Como existe una perfecta, pero catastrófica correlación del precio internacional de este commodity, se genera una devaluación del peso lo que conlleva a efectos colaterales como el incremento desmedido de la inflación, el que sigue siendo el impuesto más caro de los ciudadanos de a pie.
Para salirle al paso de este traspié económico, la política monetaria – muy bien manejada por el Banco de la República – se muestra como la solución, pero a mi gusto paliativa. Esto es que cuanto más sigamos afrontando la devaluación, más incrementos se esperarán en las tasas de interés interbancarias. A simple vista resulta obvio que entonces lo correcto es corregir la devaluación y para ello resultaría necesaria la inyección de liquidez en el billete verde en la arena local. Si bien esto también lo tiene pensado el banco central, también resultaría en una medida paliativa, pues la causa raíz no se está atacando de manera contundente. La pregunta entonces es ¿cuál es la causa raíz?
Grandes debates se han generado alrededor de la causa raíz de la situación económica actual. Muchos apuntan a que en realidad lo que está pasando, en Colombia y en el mundo, en materia económica es una coyuntura y que más temprano que tarde comenzará a recomponerse. El argumento tiene que ver con el precio internacional del petróleo. Al respecto, todos estamos esperando – por el bien de la estabilidad económica mundial y de paso la colombiana – un rebote del precio del líquido (antes oro) negro. Lo cierto del caso es que para que esto suceda se tendrán que alinear los astros para que la situación geopolítica mejore, en especial con esa guerra fría entre los árabes y los “gringos”. Éstos últimos por cuanto su proceso de extracción no convencional (fracking), lo está llevando al borde de una quiebra y los árabes por su parte están forzando a que exista más producción para que ésta se les acelere. Si esto ocurre, la producción mundial se disminuirá, lo que lo que conllevaría a un incremento del precio. Si esto sucede, el dólar volvería a bajar, ¿a qué niveles? Dependerá entonces de qué tanto suba el petróleo.
En consecuencia, la causa raíz de la situación económica local no es el precio del petróleo sino que nos acostumbramos a unos precios altos en el pasado y nos relajamos en lo que realmente era importante: La industrialización y la competitividad.
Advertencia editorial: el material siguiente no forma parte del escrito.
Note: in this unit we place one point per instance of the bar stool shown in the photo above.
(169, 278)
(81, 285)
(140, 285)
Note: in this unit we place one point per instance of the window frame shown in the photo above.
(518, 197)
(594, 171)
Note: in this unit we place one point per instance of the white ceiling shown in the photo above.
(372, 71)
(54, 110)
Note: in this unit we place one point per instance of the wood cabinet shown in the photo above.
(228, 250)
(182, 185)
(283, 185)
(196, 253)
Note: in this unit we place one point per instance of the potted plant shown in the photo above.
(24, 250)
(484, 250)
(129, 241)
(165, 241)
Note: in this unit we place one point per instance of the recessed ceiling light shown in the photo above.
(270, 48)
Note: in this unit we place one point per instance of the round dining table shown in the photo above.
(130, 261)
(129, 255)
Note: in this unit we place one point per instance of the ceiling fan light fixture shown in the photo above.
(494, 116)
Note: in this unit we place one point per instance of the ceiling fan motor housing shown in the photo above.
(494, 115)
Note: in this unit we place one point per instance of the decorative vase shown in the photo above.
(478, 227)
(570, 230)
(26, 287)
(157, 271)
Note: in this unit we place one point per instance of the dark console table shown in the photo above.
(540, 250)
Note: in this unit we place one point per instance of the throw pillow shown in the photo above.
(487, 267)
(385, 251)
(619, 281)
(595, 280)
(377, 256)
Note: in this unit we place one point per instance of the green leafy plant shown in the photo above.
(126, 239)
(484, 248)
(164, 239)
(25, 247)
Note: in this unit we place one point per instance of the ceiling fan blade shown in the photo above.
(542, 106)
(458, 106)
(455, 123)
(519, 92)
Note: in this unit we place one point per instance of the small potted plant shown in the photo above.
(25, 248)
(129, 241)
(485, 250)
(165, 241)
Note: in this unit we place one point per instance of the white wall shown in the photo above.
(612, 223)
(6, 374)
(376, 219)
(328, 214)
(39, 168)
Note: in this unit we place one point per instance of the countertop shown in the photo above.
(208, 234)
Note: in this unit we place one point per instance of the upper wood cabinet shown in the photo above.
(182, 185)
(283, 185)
En palabras sencillas, nos volvimos hidrocarburo-dependientes y esto nos ha venido haciendo daño, pues nos llevó a poner todos los huevos en una sola canasta. Es por esto que el Estado colombiano debería empezar por propulsar la diversificación de la economía en sectores diferentes a los hidrocarburos y en general a los commodities, pues los precios de éstos siempre dependerán de variables exógenas, las que jamás se podrán controlar y negocios que no se controla no es negocio.
Para ello es necesario que el Estado, la academia, las organizaciones no gubernamentales y el sector privado, construyan conjuntamente (las APP podrían coadyuvar con la financiación) un plan en el que se incentive la generación de emprendimiento e innovación en la industria y en los servicios. Sólo así podrá empezare a construir un futuro diferente sobre todo en el que se incentive la generación de negocios con productos y servicios exportables y que además compitan eficientemente en el mercado local. De esta manera podríamos empezar a dejar de depender de los commodities y de paso de la política monetaria del banco central, las que en este momento no es más que paliativa.